Amino acids are the building blocks of proteins and contain carbon (along with nitrogen, hydrogen, oxygen and occasionally sulphur). Proteins are responsible for the control of the thousands of chemical reactions called life. The sequence of amino acids in a given protein is determined by DNA. A living cell is best thought of as a supercomputer - an information processing and replicating system of astonishing complexity. DNA is not a special life-giving molecule, but a genetic databank that transmits its information using a mathematical code. Most of the workings of the cell are best described, not in terms of material stuff - hardware - but as information, or software. Trying to make life by mixing chemicals in a test tube is like soldering switches and wires in an attempt to produce Windows 98. It won't work because it addresses the problem at the wrong conceptual level.
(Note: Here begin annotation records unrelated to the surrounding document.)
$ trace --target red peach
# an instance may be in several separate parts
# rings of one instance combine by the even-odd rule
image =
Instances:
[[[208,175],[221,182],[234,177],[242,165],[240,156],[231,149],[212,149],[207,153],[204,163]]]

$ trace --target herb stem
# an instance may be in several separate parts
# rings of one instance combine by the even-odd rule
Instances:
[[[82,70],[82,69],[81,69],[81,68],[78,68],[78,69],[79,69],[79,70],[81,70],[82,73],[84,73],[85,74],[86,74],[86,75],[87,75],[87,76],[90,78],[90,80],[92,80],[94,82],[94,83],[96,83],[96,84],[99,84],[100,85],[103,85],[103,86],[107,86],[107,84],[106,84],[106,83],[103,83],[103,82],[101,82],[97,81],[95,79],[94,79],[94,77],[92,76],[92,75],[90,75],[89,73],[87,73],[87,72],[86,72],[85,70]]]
DNA are polmers (like proteins) and are made up of 4 bases (guanine, thymine, cytosine and adenine) linked by a sugar-phosphate backbone. The order of the 4 bases ultimately determines what the amino acid sequence will be. The idea of DNA is that it is a replicatable blueprint of the cell's contents since to be called living, you must be able to do two things: reproduce and metabolise. One can sythesise from scratch DNA of a give sequence (by so-called gene machines) but it is very complex and difficult to achieve. Rather than creating DNA de novo, scientists generally cut and paste known DNA sequences to form "new" genes. But, as has been said, you can't dump loads of genes into a test-tube and expect life: it is far more complicated than that.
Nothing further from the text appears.